Кроме того, в патогенезе БАС участвуют иммунные механизмы, что сближает эту нейродегенерацию с миастенией [7, 16, 19, 22]. Как уже было сказано, описаны случаи выявления антител к ацетилхолиновым рецепторам у пациентов с БАС [5, 6]. Мембранный белок LRP4 (low-densite lpoprotein receptor-related protein 4 — белок, связанный с рецепторами липопротеинов низкой плотности 4) важен для развития и функции как мотонейронов, так и нервно-мышечных синапсов. Антитела к нему могут выявляться при миастении и при БАС [18, 26, 27]. K. Ohnari и соавт. [18] описали пациентку с сочетанием миастении и БАС, у которой были выявлены антитела к LRP4. В эксперименте in vitro иммуноглобулины из сыворотки крови больных БАС связываются с потенциал-зависимыми кальциевыми каналами (ПКК) L-типа, увеличивая ток Ca2+ и вызывая гибель мотонейронов, а также с ПКК P/Q-типа, с участием которых регулируется нервно-мышечная передача [7, 22]. Кроме того, у больных БАС часто встречаются аутоиммунные заболевания [28—30], в сыворотке крови выявляется повышенный уровень интерлейкинов (ИЛ-6, ИЛ-17, ИЛ-23) [7, 22].
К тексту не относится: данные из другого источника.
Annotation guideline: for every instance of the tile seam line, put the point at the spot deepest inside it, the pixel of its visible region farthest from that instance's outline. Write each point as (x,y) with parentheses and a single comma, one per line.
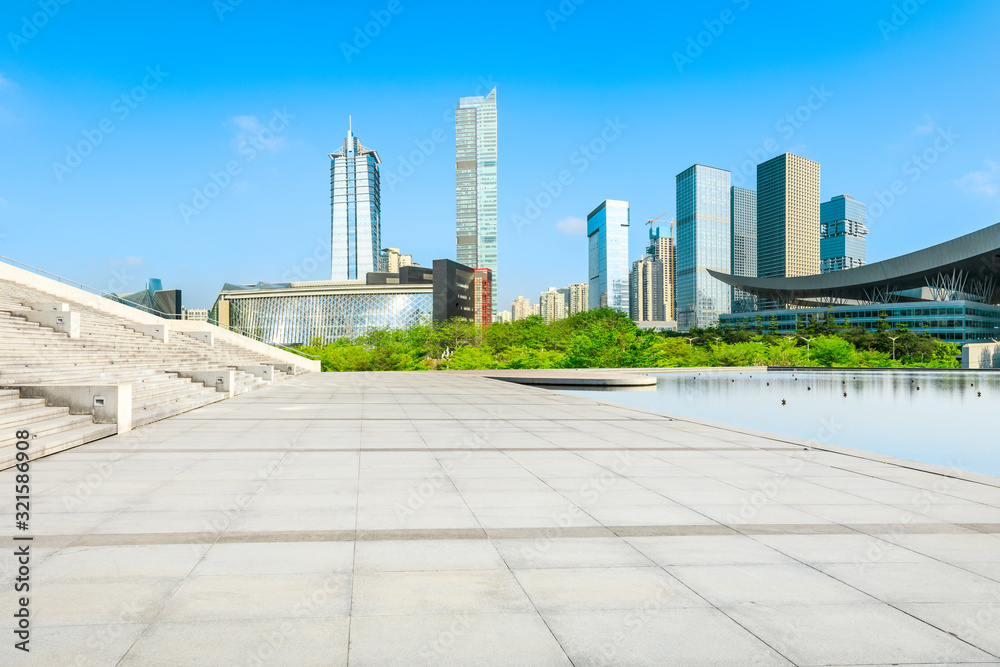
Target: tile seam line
(218,535)
(527,597)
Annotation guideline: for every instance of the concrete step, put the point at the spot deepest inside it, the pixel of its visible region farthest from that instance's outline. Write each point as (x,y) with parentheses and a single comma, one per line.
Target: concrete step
(29,414)
(20,404)
(44,426)
(151,414)
(58,442)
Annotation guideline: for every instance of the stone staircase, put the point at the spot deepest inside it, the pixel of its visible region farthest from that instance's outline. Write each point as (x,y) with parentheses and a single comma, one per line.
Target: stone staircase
(110,350)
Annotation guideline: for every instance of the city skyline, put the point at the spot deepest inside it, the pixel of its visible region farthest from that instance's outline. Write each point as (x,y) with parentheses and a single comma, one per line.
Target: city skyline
(355,202)
(476,183)
(570,134)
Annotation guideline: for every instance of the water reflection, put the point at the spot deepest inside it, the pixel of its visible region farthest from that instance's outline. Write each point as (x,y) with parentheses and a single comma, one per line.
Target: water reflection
(948,418)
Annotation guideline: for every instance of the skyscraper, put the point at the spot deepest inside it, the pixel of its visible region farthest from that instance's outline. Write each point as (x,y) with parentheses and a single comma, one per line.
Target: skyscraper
(523,308)
(662,249)
(552,306)
(646,290)
(788,217)
(579,300)
(703,242)
(744,222)
(392,260)
(842,225)
(482,290)
(476,183)
(607,235)
(356,210)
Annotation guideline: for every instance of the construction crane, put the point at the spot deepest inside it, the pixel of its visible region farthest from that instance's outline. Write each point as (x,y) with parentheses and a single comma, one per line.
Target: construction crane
(659,218)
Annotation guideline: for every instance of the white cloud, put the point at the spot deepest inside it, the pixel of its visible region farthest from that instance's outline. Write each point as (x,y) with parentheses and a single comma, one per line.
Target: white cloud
(985,182)
(254,135)
(573,226)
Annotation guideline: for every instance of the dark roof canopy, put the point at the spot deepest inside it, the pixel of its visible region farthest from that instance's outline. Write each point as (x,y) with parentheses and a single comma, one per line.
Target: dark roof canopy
(969,264)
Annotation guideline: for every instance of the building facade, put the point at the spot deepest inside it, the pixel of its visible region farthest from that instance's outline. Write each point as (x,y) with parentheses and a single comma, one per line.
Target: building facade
(482,289)
(522,308)
(391,260)
(663,250)
(704,238)
(743,214)
(843,231)
(476,183)
(552,306)
(356,215)
(607,237)
(953,321)
(579,300)
(788,217)
(300,313)
(646,290)
(195,314)
(949,291)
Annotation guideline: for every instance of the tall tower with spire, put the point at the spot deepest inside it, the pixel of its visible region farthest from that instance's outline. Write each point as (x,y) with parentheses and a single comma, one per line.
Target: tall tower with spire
(476,184)
(356,209)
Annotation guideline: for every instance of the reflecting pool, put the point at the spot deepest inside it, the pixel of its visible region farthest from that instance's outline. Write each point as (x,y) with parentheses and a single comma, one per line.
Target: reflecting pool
(948,418)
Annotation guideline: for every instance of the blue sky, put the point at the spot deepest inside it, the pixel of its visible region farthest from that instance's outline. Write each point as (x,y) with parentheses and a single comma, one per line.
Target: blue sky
(116,115)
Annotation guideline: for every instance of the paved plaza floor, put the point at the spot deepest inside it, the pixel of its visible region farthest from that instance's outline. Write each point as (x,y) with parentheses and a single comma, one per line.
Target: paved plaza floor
(422,518)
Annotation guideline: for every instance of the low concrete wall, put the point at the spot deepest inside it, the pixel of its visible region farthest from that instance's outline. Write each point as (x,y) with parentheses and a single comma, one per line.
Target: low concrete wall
(981,355)
(61,321)
(205,337)
(263,372)
(224,380)
(157,331)
(249,344)
(49,307)
(128,314)
(107,404)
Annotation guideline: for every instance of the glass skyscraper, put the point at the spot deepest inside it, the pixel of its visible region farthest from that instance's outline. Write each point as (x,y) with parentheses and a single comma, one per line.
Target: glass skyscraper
(607,236)
(744,221)
(843,231)
(476,183)
(356,211)
(704,241)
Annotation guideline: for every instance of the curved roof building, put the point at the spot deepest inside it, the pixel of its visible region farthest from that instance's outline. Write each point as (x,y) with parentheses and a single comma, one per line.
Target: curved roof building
(966,268)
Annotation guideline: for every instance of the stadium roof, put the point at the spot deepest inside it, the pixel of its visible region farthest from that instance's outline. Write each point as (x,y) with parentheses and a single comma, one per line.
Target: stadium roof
(968,265)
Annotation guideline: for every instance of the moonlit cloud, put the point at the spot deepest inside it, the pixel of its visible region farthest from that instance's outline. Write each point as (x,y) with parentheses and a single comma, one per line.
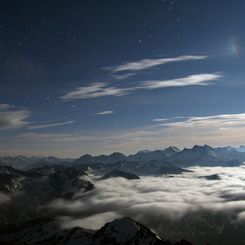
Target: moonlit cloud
(157,201)
(224,121)
(102,113)
(11,119)
(5,107)
(93,91)
(150,63)
(96,90)
(50,125)
(199,79)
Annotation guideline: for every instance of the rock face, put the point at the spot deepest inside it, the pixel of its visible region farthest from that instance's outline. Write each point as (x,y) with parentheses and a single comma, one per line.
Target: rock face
(44,184)
(123,231)
(120,173)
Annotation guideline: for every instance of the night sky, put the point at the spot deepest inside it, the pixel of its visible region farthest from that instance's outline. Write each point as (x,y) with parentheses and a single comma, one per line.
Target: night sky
(100,76)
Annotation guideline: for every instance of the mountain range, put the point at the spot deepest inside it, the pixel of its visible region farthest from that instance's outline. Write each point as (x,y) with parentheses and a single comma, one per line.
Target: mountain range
(43,230)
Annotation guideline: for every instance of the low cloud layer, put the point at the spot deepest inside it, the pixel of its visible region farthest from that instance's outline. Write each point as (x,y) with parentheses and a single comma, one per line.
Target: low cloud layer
(152,200)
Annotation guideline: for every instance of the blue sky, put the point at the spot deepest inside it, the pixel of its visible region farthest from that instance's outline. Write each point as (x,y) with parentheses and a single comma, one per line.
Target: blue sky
(82,77)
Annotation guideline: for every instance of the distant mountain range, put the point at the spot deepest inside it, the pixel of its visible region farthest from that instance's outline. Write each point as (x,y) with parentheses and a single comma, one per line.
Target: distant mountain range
(195,156)
(122,231)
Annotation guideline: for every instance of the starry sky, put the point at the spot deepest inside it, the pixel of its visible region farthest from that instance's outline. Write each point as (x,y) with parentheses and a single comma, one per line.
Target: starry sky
(100,76)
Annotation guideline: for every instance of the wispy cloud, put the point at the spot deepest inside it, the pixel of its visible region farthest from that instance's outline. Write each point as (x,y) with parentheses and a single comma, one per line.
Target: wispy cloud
(150,63)
(50,125)
(93,91)
(101,113)
(198,79)
(219,121)
(122,76)
(226,129)
(102,89)
(11,119)
(5,106)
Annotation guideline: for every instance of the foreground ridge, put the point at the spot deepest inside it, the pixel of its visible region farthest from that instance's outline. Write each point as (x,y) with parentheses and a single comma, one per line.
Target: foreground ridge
(44,230)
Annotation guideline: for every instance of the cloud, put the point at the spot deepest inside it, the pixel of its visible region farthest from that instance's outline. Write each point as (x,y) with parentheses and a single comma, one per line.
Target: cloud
(122,76)
(96,90)
(93,91)
(222,122)
(11,119)
(162,203)
(5,107)
(225,129)
(104,113)
(150,63)
(50,125)
(199,79)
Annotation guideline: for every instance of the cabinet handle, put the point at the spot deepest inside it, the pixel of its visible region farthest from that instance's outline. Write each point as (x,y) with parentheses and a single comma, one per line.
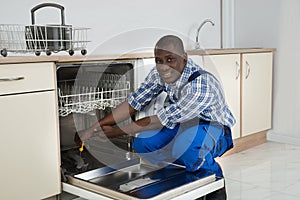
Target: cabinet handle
(237,70)
(5,79)
(248,69)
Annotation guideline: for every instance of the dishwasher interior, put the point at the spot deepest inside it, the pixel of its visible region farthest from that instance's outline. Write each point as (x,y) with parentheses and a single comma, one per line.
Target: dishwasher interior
(86,93)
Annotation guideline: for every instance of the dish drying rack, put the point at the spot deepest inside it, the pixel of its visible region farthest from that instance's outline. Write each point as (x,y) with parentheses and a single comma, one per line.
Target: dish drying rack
(43,38)
(112,91)
(28,39)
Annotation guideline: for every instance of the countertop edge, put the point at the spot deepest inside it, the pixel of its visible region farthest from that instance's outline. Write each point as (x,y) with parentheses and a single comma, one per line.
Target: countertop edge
(80,58)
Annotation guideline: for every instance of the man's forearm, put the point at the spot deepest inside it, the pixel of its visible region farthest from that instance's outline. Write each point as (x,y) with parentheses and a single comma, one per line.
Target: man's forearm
(147,123)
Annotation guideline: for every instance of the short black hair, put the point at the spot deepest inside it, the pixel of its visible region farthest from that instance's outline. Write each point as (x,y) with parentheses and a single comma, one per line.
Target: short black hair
(171,43)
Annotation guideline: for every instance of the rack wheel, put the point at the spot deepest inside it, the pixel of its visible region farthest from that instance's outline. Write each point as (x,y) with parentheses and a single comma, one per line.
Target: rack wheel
(4,52)
(48,53)
(71,52)
(83,51)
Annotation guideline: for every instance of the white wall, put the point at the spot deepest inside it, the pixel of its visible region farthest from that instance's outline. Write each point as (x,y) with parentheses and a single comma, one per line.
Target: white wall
(120,26)
(275,23)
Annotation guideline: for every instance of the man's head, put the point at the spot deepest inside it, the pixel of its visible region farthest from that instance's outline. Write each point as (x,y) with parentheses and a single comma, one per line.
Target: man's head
(170,58)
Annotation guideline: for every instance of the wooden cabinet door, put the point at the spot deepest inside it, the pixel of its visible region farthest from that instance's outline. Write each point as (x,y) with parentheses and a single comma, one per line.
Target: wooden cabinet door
(29,146)
(227,69)
(256,92)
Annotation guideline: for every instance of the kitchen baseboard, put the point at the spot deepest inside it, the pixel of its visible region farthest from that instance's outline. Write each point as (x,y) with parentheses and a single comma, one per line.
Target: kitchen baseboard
(244,143)
(275,137)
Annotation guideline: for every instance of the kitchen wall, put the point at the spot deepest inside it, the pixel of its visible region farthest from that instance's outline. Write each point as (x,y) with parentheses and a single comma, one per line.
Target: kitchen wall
(119,26)
(275,23)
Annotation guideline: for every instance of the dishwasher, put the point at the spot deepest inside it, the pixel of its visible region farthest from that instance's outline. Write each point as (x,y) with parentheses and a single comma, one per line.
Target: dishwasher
(109,168)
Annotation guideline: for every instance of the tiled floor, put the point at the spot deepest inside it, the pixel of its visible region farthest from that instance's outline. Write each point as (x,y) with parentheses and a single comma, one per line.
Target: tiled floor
(270,171)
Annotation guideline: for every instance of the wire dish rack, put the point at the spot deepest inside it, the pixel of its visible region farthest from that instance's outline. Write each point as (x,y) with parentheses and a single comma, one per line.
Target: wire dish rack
(43,38)
(77,98)
(38,38)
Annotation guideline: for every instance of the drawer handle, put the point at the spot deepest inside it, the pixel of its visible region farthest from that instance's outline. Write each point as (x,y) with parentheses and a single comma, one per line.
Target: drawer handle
(12,79)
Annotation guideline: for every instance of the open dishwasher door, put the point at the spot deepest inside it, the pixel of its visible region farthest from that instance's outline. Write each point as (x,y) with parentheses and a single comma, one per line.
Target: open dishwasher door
(108,168)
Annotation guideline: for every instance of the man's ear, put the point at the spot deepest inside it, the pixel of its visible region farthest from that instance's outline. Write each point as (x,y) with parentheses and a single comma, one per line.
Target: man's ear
(185,57)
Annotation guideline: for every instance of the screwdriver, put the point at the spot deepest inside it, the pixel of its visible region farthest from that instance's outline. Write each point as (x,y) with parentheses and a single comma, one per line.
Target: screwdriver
(81,148)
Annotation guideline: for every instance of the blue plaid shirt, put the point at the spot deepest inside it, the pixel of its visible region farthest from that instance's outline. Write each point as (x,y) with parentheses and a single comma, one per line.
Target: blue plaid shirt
(202,98)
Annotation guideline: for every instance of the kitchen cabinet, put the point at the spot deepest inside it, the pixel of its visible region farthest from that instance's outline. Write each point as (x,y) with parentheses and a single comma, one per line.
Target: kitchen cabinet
(227,69)
(247,83)
(256,92)
(29,133)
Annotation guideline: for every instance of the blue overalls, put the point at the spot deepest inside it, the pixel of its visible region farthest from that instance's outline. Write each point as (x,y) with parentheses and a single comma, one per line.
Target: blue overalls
(193,144)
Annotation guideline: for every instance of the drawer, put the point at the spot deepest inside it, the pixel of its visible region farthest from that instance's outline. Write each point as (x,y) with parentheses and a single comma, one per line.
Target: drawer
(28,77)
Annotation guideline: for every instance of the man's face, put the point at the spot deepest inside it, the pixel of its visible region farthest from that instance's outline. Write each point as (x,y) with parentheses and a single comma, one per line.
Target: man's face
(169,65)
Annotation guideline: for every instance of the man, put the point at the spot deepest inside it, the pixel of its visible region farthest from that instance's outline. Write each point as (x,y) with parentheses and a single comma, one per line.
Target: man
(192,130)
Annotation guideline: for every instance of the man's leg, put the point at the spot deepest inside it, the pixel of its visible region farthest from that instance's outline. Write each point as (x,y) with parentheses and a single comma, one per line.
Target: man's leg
(197,147)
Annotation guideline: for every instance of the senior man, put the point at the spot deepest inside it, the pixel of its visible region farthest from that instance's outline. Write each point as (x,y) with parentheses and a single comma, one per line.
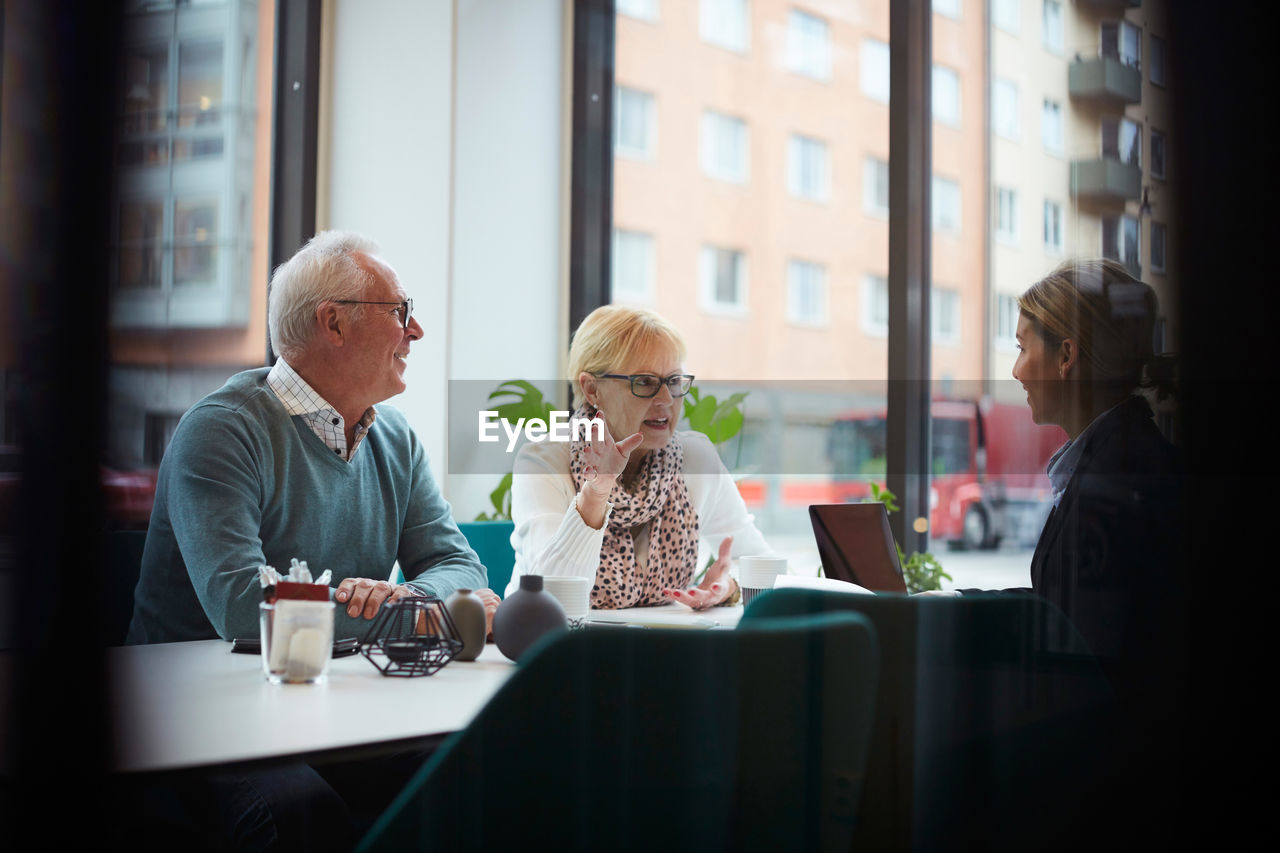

Таким образом, общность многих этапов патогенеза миастении и БАС обусловливает как клиническое сходство этих заболеваний, так и возможность сочетания их у одного пациента, что наиболее часто проявляется миастеническим синдромом у больных БАС. У нашего пациента не было классических проявлений миастении — офтальмопареза, генерализованной мышечной слабости; миастеноподобные проявления ограничивались колебаниями тяжести бульбарного синдрома в течение часов и дней. Особенно ярко это проявилось при переводе больного из реанимационного отделения в неврологическое. Незначительное, но четкое улучшение его состояния даже заставило врачей задуматься о смене диагноза и назначении иммуносупрессивной терапии. Следует отметить, что улучшение в неврологическом статусе могло быть связано также с улучшением гидратационного и нутритивного статуса (пациент перед госпитализацией ничего не пил и не ел), а также с отменой сульфата магния, назначавшегося в реанимационном отделении при подозрении на инсульт (что дополнительно указывает на возможную дисфункцию нервно-мышечной передачи). Приведенный случай показал, что даже на поздних стадиях БАС возможны проявления миастенического синдрома, лечение которого может приводить к улучшению функции глотания и речевой функции, т.е. улучшать качество жизни больного. Это заставляет внимательнее относиться к дифференциальной диагностике и требует дальнейшего углубленного изучения патогенеза БАС.
Авторы заявляют об отсутствии конфликта интересов.